President Trump slashes America’s migrant refugee limit to historic low

Trump and refugees

President Trump on Saturday gave his signature to a plan to cap the number of refugees taken in by the United States at 18,000 in fiscal year 2020. This number represents the lowest amount of possible refugees accepted by America since the program’s creation in 1980.

Religious and humanitarian groups complained about the plan when it was first introduced by the State Department in September.

The Trump administration this year agreed to let in as many as 30,000 refugees. In contrast, the final year of the Obama administration allowed for the refugee ceiling to be 85,000.

Secretary of State Mike Pompeo said in a Saturday statement that refugee resettlement “is only one aspect of U.S. humanitarian-based immigration efforts.”

The Secretary of State cited diplomatic efforts to find solutions to crises as well as humanitarian aid.
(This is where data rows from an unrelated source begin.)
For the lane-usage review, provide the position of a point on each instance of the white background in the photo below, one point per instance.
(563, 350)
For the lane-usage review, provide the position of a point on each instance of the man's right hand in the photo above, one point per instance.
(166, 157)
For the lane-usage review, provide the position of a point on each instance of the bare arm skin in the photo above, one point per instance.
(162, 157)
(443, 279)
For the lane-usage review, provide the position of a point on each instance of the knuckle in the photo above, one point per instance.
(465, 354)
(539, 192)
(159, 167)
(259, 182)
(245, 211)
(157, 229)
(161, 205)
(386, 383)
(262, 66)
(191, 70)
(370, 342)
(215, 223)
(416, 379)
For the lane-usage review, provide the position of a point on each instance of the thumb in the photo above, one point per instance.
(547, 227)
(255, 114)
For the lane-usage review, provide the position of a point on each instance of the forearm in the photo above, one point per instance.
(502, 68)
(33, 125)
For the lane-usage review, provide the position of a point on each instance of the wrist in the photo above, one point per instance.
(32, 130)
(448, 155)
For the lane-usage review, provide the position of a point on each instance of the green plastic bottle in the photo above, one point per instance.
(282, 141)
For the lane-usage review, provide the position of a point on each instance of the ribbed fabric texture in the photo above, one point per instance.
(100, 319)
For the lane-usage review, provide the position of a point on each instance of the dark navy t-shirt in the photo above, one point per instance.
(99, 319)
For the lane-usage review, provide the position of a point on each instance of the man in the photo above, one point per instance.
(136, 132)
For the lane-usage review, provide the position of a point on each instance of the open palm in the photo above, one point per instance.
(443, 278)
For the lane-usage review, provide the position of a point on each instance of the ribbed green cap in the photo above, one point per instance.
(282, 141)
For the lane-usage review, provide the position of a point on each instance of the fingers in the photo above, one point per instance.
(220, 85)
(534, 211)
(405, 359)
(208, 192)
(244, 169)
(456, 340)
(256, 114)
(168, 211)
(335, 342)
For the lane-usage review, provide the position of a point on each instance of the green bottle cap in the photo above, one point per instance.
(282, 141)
As the White House prepares to finalize the fiscal year’s refugee cap at 18,000, the lowest number since the program was created four decades ago, many of the nearly 200 Congolese who settled in Missoula have answered desperate calls from relatives who have waited years in camps in Uganda or Tanzania for refuge in the United States. One woman has been pleading with community leaders to help her son, who recently emerged from a coma and is now alone in a camp. A local preacher prepared his three children to go to the airport last month to welcome their uncle, only to find out the morning of the arrival that the flight had been canceled.

Trump has made restricting refugee admissions part of his broader goal to limit immigration. This fiscal year’s 18,000 is down from the 30,000 let in between October 2018 and September 2019, and that was a fraction of the 110,000 that President Barack Obama offered refuge in the 2017 fiscal year.

The decreasing of the program comes as the number of people fleeing violence and persecution in the world totaled 70 million last year, the highest recorded since World War II, according to the New York Times.